There’s a fascinating “Room for Debate” discussion at the NYTimes entitled Profiting Profits or Reinvesting Them  with the prompt:

Corporations have gone from reinvesting about 90 percent of their profits into their business in the 1970s, to about 10 percent today, William Lazonick wrote in a recent Harvard Business Review article. Profits are instead being used to pay dividends to investors and to buy back stock to boost its price, benefiting the company’s executives. Can this trend be reversed to help fuel growth that benefits everyone?

Bill Lazonick is a friend and I’ve been meaning to write about his great article at HBR that inspired this debate. So I was thrilled to see it be the basis of a really rich discussion. His case is very clear. And he feels that change must come from regulators.

Lynn Stout, Law Professor at Cornell, makes the case for changing the definition of shareholder value and Peter Thiel co-founder of PayPal feels the root of the problem is a failure of imagination of corporate leaders: “The reason that big corporations aren’t using their profits to do new things is simply because they’re out of ideas, and the C.E.O.-politicians who run them are the last people we should expect to think of new ones.”

Unfortunately, the representative from the MBA world, Bruce Greenwald of the Columbia Business School, clouds the issue. He makes a few confusing statements that capital investment today “largely entails intangibles like acquiring customers, training workers and increasing product portfolios, all of which tend to be buried in operating expense….High profits with low levels of identifiable investment should be with us for the foreseeable future.” which doesn’t make sense. If companies were investing, they would either have lower profits or higher investments, not both.
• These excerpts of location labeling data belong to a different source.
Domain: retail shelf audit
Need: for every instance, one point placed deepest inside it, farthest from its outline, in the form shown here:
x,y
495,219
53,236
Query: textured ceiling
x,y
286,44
What do ICountants have to contribute to the conversation? I’ll offer a few ideas and welcome more:

  • Greenwald is partially right about the accounting. Investments in intangibles hit the income statement. And there is no way to track the accumulated investment in intangibles. Think about an automated process at an insurance company or a manufacturing plant. These processes are around forever but they do not exist as long-term assets. Since they are invisible, no one is held accountable for the care and building of their intangibles.
  • These intangibles are the source of innovation and growth. Would investors look differently at a company if they could see this intangible infrastructure? It’s a little early to tell. One exciting new effort along these lines is the new fund at GaveKal Capital that tracks companies with strong innovation investment patterns.
  • And Bill’s point is that CEO’s getting three-quarters of their compensation from stock options and stock awards aren’t thinking about investing in the future.It’s this incentive that is a big driver of the failure of leadership described by Thiel.
  • But it’s too simplistic to expect that brilliant founders (or any of these factors) are the main answer. The lesson of intangible capital is that it is a holistic system. A leader can be critical in the functioning of the system. But the power is in the many individuals gathered together to create a unique set of answers to pressing problems. Complex problems needs holistic solutions.

There are some very clear calls here from people trying to change pieces of the system from the top down. Our work at Smarter-Companies is to drive change from the bottom up. I believe that if we can empower individual knowledge workers to take control of their organizations and their information, we’ll have a better shot at reversing the trend and building a more prosperous and profitable future.